BHEL’s ancillaries hit by power shortage have their fingers crossed over the outcome of the district administration’s intervention for streamlining available supplies for improving productivity of the units that have been losing heavily on account of idle labour.

A saving grace is that the power position has been slightly better over the past few days, but the industries are worried about the certainty of the timings of power cut. Erratic supply has hit their productivity very hard, compelling them to incur further expenditure for installing diesel generators.

Last week, a majority of industries in the district did not function in protest against the erratic power supply by Tamil Nadu Generation and Distribution Corporation (TANGEDCO).

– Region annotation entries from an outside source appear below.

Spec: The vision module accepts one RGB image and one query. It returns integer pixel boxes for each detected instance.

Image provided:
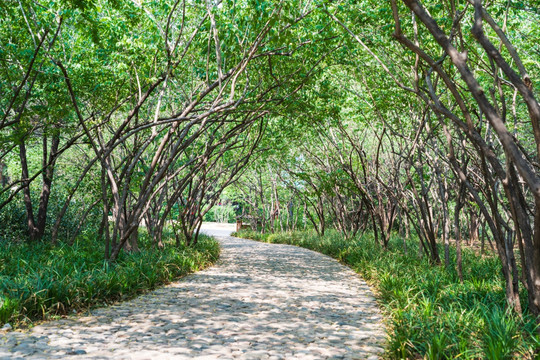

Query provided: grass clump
[0,235,219,326]
[237,231,540,359]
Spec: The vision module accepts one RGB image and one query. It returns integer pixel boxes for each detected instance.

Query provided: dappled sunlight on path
[0,225,385,359]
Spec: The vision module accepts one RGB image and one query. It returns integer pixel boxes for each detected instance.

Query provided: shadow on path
[0,224,385,359]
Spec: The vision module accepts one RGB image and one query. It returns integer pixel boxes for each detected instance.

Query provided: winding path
[0,225,385,360]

In a memorandum to the Collector Jayashree Muralidharan, a delegation of industrialists led the Vice-President of Tamil Nadu Small and Tiny Industries’ Association (TANSTIA) Rajappa Rajkumar highlighted the travails experienced by industries due to unannounced power cuts, and sought uninterrupted supply for a minimum of five to six hours to industrial estates on rotation.

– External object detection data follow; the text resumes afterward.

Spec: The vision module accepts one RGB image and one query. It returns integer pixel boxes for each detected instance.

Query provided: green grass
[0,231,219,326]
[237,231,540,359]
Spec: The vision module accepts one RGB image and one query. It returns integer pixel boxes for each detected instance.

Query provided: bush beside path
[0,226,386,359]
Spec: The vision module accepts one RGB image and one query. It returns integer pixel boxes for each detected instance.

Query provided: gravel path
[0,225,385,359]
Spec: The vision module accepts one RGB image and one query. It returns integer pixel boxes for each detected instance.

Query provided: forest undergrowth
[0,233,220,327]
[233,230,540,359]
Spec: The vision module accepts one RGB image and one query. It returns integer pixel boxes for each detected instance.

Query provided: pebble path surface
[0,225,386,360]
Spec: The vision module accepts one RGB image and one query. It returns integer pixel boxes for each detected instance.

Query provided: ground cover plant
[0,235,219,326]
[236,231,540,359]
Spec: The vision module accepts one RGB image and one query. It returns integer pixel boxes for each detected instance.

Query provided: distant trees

The grouse of BHEL Small Industries’ Association is that there is no level playing field as industries in Chennai experience power cut for only two hours a day whereas units elsewhere are unable to put their machineries even to 50 per cent utilization.

Production cost escalates as the ancillary industries generate power from diesel generators to fully utilise the available manpower as also retain customers, according to M. Srinivasan BHELSIA president.

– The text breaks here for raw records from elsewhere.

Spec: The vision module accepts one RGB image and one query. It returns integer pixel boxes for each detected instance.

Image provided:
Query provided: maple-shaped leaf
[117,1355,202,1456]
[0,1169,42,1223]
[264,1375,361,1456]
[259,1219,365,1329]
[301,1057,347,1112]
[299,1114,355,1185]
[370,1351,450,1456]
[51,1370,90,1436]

Though prospect for a better power situation appear to be bright in the coming months, it would be advisable for vendor units to make long-term investment on diesel generators to make up for the inevitable power cuts, though of lesser durations, said Mr. Srinivasan, exuding hope that the ACF (Away Centre Fabrication) model that BHEL has been advocating could be turned to the advantage of vendors.

However, for now, the unenviable order position of BHEL is also a cause for worry for the vendor units, most of which are unable to meet the repayment schedules to banks. As things stand, ancillaries that do conversion with BHEL’s raw materials and those adopting ACF model put together will not be able to reach even 60 per cent of last year’s output, Mr. Srinivasan said.